2021-07-29 20:34

酷暑で「死ぬかも」=テニスなど影響、対応鈍く―東京五輪〔五輪〕

 コロナ禍での東京五輪は、酷暑にも見舞われる。都心では開会式前後から最高気温が34度を超えたこともあり、屋外競技の選手がもがく。テニスは競技6日目から開始が午後3時に繰り下がった。
 男子で世界ランキング2位のダニール・メドベージェフ(ROC)は当初から夕方の開始に変更するよう求め、世界1位で四大大会通算20勝のノバク・ジョコビッチ(セルビア)も同調していた。
 メドベージェフはフルセットの末に午後1時半すぎに試合を終えた28日に「横隔膜がふさがれたような感じがして、うまく呼吸できなかった。
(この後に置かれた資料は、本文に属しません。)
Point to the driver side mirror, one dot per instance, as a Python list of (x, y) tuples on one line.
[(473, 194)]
視界が暗くなった」と不調を訴えた。ロイター電によると、試合中に主審の呼び掛けに「試合は終えられても死ぬかもしれない」と応じた。
 会場の有明テニスの森公園は雨天時のセンターコート以外は屋根がなく、ハードコートの照り返しがきつい。異常気象指針が設けられ、暑さ指数(WBGT)が30.1度を超えると最終第3セットの前に10分間の休憩を取れる。1回戦で適用を受けたダニエル太郎(エイブル)は「なかったら、たぶん続けられなかった」と話した。
 他の屋外競技でも、アーチェリー女子のスベトラーナ・ゴンボエワ(ROC)が23日の競技後に熱中症の症状で倒れた。スケートボード男子ストリートのナイジャ・ヒューストン(米国)は「ボードが(暑さで)曲がる」と話した。
 酷暑は以前から分かっていた。大会組織委員会の高谷正哲スポークスパーソンは「厳しいコンディションになったことには心を痛める。(テニスの時間変更は)今の時点での一つのベストな選択」と言うが、対策は甘く、対応も鈍い。